Firstly, this is going to be I/O-bound from reading the data in. Secondly, it's going to be memory-bound. You'll get much better cache performance if you interleave the conversion with the reading.
Pick some reasonable buffer size that's large enough for good I/O performance but small enough to fit in your cache, maybe 8-32 KB or so. Read in that much data, convert, and repeat.
For example:
#define BUFSIZE 16384
uint8_t *buffer = malloc(BUFSIZE);
float *s1 = malloc(num_elements * sizeof(float));
int total_read = 0;
int n;
while(total_read < num_elements && (n = fread(buffer, 1, BUFSIZE, file_id)) > 0)
{
n = min(n, num_elements - total_read);
for(int i = 0; i < n; i++)
s1[total_read + i] = (float)buffer[i];
total_read += n;
}
free(buffer);
You might also see improved performance by using SIMD operations to convert multiple items at once. However, the total performance will still be bottlenecked by the I/O from fread, so how much improvement you might see from SIMD will be questionable.

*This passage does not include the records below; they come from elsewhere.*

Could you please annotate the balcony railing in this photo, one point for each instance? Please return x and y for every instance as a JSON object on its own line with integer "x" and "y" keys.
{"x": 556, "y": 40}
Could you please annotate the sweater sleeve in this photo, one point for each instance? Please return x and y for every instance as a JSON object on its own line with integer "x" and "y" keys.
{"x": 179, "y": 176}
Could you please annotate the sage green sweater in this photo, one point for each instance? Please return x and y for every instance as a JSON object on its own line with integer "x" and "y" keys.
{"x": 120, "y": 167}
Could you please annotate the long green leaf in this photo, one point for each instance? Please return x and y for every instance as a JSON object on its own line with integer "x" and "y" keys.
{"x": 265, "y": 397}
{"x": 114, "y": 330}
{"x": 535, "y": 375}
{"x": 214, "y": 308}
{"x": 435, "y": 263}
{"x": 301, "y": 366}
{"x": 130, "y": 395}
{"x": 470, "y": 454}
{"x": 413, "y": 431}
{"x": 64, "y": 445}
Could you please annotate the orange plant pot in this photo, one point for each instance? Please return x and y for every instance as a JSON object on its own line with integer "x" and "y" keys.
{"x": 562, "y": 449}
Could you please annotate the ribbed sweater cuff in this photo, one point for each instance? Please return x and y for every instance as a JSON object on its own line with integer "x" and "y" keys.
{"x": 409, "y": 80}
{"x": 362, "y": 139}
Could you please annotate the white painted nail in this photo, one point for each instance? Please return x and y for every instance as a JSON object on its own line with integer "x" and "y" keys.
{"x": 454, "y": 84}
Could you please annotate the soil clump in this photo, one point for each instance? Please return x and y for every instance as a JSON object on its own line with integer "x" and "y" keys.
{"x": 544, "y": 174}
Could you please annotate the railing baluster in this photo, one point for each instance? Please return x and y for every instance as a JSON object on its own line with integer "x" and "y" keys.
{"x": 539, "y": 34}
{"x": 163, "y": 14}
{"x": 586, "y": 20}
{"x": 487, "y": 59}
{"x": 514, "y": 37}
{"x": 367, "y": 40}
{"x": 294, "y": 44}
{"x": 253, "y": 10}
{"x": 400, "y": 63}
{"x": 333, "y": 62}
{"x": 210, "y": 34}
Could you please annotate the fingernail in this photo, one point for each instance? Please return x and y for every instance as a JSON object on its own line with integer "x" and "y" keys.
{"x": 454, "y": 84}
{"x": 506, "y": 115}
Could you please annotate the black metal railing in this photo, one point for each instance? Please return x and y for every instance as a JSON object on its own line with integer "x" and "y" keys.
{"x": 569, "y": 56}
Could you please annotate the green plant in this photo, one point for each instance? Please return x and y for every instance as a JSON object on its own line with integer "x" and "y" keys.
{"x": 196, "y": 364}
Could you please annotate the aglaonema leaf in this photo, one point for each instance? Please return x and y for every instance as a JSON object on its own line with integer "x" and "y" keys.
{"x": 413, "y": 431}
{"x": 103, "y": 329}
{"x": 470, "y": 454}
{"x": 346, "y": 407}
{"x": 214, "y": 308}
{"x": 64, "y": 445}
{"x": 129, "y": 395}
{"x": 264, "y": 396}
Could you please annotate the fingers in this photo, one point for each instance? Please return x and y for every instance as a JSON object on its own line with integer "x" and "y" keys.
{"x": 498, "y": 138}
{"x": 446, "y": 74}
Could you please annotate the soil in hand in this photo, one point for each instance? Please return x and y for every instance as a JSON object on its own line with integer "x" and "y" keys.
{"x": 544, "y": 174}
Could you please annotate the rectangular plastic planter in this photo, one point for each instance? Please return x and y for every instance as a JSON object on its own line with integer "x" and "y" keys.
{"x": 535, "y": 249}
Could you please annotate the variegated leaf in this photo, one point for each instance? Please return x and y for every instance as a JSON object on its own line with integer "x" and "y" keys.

Since you're converting a large number of uint8_t
values, it's all possible you could get some improved performance by using a lookup table instead of doing the integer to floating point conversion. You'd only need a lookup table of 256 float values (1 KB), which easily fits in cache. I don't know if that would be faster or not, so you should definitely profile the code to figure out what the best option is.